Anonyme

LAUDA SYON SALVATOREM

[Paris, Bibliothèque nationale de France, Rés. Vma ms 571, n° d.168]

Attribution

Ce motet est anonyme. Les attributions précédentes sont sans fondement (voir Dossier attributions).

Source

Anonyme, [sans titre], dans Recueil Deslauriers (n° d.168), partition, ms, 352 x 220 mm, f. 142v-143, F-Pn/ Rés Vma ms 571

(1ers systèmes des f. 142v et 143)

f. 143 : signes de reprise « Jusqu’à Montis Jubilatio »

présence d’une partie de basse continue non chiffrée lorsque la basse vocale se tait.

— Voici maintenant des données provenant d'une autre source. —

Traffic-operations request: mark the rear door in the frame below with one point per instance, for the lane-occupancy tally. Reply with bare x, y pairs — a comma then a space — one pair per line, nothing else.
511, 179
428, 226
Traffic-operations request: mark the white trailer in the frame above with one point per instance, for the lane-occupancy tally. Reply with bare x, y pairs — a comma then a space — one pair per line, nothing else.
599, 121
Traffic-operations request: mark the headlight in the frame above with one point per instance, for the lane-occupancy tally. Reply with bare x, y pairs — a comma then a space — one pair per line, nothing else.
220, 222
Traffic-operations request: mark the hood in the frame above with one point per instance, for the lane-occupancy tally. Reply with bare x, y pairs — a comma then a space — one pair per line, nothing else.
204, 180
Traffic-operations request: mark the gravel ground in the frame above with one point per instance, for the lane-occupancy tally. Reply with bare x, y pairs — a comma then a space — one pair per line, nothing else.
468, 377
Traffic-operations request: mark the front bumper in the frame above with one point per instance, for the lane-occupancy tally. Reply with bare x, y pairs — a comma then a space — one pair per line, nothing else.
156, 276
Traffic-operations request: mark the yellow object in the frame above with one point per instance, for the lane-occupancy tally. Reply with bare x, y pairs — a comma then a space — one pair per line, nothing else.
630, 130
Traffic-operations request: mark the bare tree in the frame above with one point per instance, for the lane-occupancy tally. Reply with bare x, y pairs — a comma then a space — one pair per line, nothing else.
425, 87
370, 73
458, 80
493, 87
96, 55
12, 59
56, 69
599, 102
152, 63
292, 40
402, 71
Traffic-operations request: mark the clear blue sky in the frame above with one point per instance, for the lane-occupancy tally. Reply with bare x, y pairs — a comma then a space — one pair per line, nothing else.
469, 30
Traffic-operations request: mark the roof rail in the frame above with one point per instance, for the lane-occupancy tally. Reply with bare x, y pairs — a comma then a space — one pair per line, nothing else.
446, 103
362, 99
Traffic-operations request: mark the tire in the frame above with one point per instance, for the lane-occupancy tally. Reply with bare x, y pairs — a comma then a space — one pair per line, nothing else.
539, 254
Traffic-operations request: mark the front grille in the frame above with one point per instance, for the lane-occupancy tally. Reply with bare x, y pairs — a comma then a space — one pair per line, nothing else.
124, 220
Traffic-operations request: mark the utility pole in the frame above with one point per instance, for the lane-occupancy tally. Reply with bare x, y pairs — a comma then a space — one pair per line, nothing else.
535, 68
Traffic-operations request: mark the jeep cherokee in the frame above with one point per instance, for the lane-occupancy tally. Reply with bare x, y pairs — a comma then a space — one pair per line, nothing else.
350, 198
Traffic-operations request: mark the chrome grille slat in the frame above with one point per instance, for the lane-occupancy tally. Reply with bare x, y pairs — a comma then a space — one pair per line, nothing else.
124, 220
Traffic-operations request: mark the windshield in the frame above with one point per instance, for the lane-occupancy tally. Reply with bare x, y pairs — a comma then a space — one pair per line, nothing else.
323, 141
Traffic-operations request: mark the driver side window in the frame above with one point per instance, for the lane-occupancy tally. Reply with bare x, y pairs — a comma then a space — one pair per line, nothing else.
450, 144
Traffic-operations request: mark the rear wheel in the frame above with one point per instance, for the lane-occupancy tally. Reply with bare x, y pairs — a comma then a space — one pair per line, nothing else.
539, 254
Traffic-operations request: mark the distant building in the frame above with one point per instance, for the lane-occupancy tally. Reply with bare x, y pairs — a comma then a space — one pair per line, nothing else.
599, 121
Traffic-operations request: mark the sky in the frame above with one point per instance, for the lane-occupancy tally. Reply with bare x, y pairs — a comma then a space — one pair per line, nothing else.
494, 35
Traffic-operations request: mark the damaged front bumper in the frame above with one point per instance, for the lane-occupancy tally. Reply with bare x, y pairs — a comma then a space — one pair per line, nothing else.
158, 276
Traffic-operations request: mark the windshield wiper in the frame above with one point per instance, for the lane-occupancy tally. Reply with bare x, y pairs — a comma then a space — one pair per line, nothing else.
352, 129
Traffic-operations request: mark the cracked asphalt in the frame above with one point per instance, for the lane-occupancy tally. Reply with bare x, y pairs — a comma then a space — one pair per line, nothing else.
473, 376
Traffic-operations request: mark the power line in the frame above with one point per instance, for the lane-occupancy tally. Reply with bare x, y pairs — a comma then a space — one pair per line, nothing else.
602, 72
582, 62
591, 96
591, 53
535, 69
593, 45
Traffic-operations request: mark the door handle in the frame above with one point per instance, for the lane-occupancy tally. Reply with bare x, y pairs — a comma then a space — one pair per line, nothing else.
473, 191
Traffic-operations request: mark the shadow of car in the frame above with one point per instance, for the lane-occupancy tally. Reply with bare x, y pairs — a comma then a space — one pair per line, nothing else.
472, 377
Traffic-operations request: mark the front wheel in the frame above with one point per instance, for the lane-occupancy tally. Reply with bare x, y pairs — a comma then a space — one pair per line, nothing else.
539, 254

Contrairement aux autres pièces du recueil Deslauriers, cette œuvre est mise en page d’une manière particulière, chaque système noté sur les pages de gauche (verso) se poursuivant en vis-à-vis sur celles de droite (recto).

Datation – Provenance

Aucun élément factuel ne permet de dater ce motet pour lequel aucune autre concordance n’a été établie.

Utilisation liturgique

Saint-Sacrement.

Effectifs – Disposition – Interprétation

ut1,ut3,ut4,ut4,fa4 / bc

Ce motet est composé pour un chœur à cinq voix comportant une partie d’enfants accompagnée par quatre pupitres de voix d’hommes : haute-contre, taille, basse-taille et basse, le tout étant soutenu par une basse continue.

Notes sur le texte

Prose de saint Thomas pour le jour de la Fête-Dieu, versets 1, 2 et signes de reprise (guidons renvoyant au verset 1) et mention « Jusqu’à Mentis Jubilatio », c’est-à-dire jusqu’à la fin du verset 5. Cette formule ambigüe laisse deux possibilités pour l’interprétation :

 

1°. versets 1, 2 et 5 (sur la polyphonie du verset 1) ;

2°. versets 1, 2, 3 (sur la polyphonie du verset 1), 4 (sur la polyphonie du verset 2) et 5 (sur la polyphonie du verset 1).

Texte

Lauda Syon Salvatorem, lauda ducem et pastorem in hymnis et canticis.

 

Quantum potes (a), tantum aude, quia major omni laude, nec laudare sufficis.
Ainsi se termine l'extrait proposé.